Working on so many different phases of vaccine development ultimately prepared me for the challenging role of heading our newly formed Regulatory and Clinical Affairs division in 2008, which required overseeing clinical trials across the globe, and interacting with numerous regulatory bodies (US FDA, EU EMA, CCMO in the Netherlands, German PEI, and Tanzanian FDA). In February 2009, after submitting our first regulatory dossier to the FDA - an Investigational New Drug for the first ever whole-cell eukaryotic vaccine produced under current Good Manufacturing Practice - I felt as though I had given birth, even though my son was not due until later that year!

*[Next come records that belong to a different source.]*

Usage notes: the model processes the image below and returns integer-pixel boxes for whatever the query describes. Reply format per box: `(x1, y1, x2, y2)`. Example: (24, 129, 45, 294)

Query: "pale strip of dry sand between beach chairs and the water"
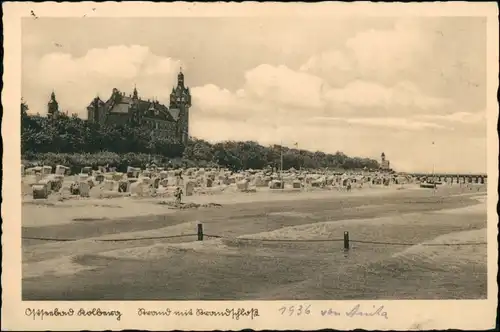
(23, 182, 420, 227)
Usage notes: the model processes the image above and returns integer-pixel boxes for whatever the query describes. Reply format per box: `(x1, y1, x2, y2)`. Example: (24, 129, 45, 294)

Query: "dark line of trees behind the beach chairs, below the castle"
(21, 102, 379, 171)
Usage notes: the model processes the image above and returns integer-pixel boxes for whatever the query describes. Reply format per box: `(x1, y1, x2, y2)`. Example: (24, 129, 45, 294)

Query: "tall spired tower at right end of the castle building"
(170, 68, 191, 144)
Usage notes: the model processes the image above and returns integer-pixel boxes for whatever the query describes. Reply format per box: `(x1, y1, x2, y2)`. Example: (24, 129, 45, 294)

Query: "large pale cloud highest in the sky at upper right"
(300, 18, 442, 86)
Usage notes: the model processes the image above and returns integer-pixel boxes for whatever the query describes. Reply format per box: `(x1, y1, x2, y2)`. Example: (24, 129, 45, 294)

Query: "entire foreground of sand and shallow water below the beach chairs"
(23, 186, 486, 300)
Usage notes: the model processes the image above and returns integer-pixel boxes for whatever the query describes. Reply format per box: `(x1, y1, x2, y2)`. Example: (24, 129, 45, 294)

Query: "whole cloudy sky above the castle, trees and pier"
(22, 17, 487, 172)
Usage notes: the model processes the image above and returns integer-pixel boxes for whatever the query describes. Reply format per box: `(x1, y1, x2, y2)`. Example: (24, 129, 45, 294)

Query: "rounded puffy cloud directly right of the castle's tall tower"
(192, 64, 327, 124)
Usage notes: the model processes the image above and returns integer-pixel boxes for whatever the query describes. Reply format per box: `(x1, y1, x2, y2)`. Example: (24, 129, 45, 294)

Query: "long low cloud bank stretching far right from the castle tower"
(192, 65, 450, 127)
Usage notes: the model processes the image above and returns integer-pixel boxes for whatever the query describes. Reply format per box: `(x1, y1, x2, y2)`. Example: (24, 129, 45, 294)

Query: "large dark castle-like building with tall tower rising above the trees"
(87, 69, 191, 144)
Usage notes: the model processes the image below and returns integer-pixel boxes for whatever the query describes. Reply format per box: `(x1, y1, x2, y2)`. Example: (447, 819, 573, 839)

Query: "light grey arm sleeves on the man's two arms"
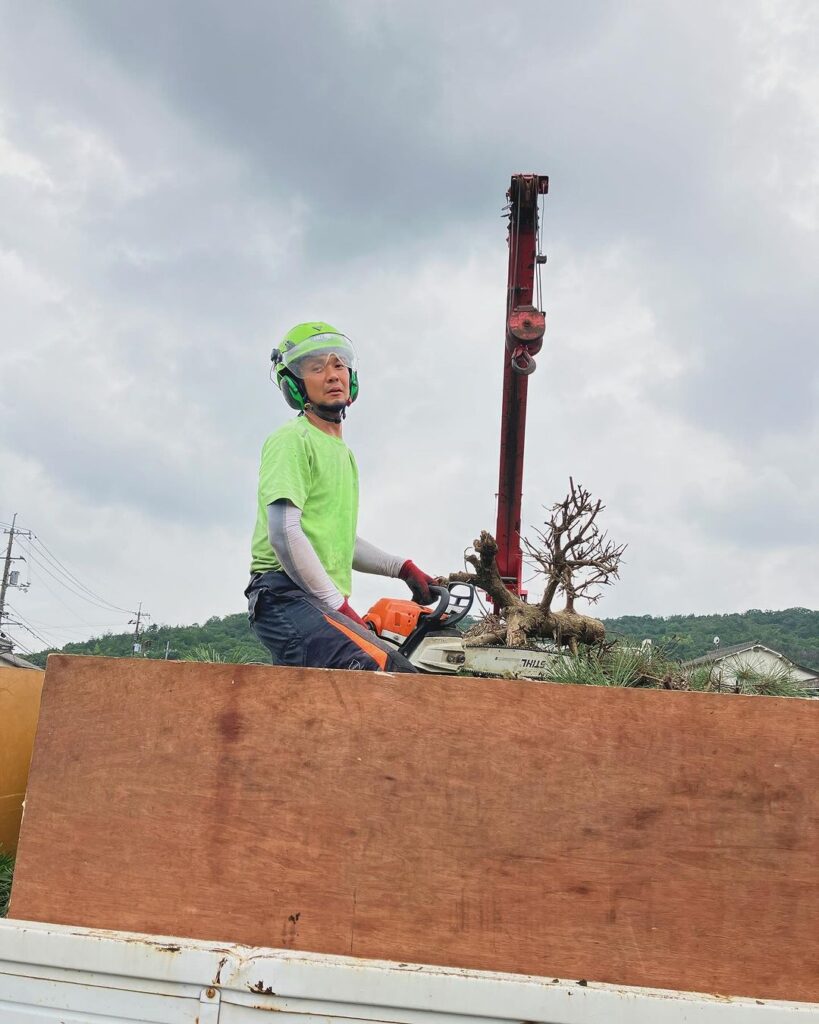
(267, 499, 406, 608)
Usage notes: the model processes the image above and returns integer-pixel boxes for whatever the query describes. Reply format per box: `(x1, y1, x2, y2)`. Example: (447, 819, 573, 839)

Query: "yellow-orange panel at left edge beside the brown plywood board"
(0, 668, 45, 853)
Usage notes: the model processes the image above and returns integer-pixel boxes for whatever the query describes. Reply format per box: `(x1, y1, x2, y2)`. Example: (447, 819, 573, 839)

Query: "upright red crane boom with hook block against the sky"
(494, 174, 549, 598)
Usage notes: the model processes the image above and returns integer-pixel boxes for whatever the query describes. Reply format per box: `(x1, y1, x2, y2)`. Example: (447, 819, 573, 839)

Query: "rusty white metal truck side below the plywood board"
(0, 921, 819, 1024)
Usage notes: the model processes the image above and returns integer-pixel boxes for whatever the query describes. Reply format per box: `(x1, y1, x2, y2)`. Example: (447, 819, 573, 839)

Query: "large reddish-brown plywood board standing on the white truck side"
(11, 655, 819, 1000)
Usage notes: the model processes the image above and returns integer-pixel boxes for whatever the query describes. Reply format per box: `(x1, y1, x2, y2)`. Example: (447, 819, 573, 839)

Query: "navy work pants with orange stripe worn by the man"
(245, 571, 418, 672)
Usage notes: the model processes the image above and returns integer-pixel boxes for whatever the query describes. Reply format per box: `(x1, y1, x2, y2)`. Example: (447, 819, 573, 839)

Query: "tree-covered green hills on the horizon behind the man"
(29, 608, 819, 671)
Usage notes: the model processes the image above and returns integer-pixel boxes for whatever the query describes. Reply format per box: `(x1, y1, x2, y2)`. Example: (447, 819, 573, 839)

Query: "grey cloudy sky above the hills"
(0, 0, 819, 649)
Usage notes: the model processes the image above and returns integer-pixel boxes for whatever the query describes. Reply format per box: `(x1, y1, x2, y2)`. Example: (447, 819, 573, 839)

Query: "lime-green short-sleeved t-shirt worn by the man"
(251, 416, 358, 597)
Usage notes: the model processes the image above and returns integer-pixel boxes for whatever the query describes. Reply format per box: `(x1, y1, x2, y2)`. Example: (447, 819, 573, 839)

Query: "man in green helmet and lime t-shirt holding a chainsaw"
(245, 322, 433, 672)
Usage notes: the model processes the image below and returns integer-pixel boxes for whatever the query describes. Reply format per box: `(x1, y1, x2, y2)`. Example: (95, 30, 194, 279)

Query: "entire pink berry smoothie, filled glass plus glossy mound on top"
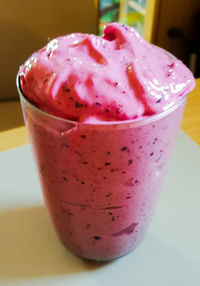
(18, 23, 195, 260)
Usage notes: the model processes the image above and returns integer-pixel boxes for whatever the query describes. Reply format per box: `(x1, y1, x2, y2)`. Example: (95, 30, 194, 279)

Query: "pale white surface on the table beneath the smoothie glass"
(0, 132, 200, 286)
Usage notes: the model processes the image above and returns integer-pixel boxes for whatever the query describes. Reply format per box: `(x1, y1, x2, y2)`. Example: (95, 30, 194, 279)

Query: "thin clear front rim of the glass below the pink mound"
(16, 72, 187, 129)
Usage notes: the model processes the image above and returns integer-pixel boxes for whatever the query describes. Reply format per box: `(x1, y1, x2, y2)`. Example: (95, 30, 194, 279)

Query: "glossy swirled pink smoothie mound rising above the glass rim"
(20, 23, 195, 122)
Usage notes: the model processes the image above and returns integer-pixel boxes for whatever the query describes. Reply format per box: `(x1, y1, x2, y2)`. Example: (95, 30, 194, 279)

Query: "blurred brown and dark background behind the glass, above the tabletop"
(0, 0, 200, 131)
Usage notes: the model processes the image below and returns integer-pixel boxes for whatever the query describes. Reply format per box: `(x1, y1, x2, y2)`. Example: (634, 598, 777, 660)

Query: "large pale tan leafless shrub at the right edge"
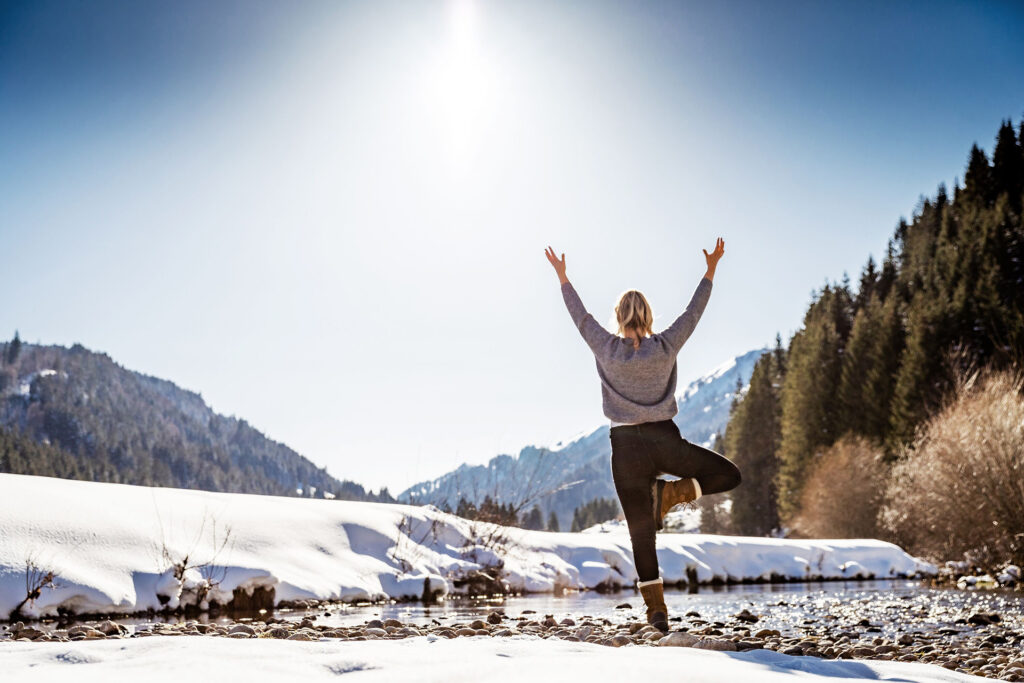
(882, 371, 1024, 567)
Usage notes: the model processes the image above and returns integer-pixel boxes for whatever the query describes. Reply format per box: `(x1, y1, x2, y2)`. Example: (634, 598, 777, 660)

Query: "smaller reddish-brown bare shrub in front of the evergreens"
(792, 435, 889, 539)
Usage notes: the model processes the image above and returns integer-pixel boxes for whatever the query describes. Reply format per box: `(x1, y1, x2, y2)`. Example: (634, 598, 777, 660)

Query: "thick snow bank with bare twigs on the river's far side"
(0, 474, 936, 618)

The decade that followed witnessed the expansion of our clinical program to over 40 trials worldwide that involved three products (radiation-, chemo- and genetically-attenuated PfSPZ). After a few hiccups to iron out issues such as route of administration and dosing regimen, Sanaria’s vaccine portfolio demonstrates both an exceptional safety profile (safely administered in 5-month to 61-year olds), and excellent VE (VE of upto 90% following controlled exposure and upto 62% in the field, with radiation-attenuated vaccine). Of note, the achievement of 100% VE against controlled exposure with chemo-attenuated PfSPZ, suggests we may be close to fulfilling the need for that highly efficacious vaccine called for by WHO.

In closing, I wish to acknowledge what an immense privilege studying at Clare was. Certainly, my time there laid the foundation and gave me the training to pursue higher studies in infectious diseases. This afforded me the chance to work with only the “greats” in the field - Prof Kamini Mendis (formerly WHO) at Colombo University, who introduced me to malariology, Prof Dyann Wirth, my PhD advisor at Harvard, who refined and polished my skills, and finally Dr Hoffman at Sanaria, who helped put my knowledge to practical use.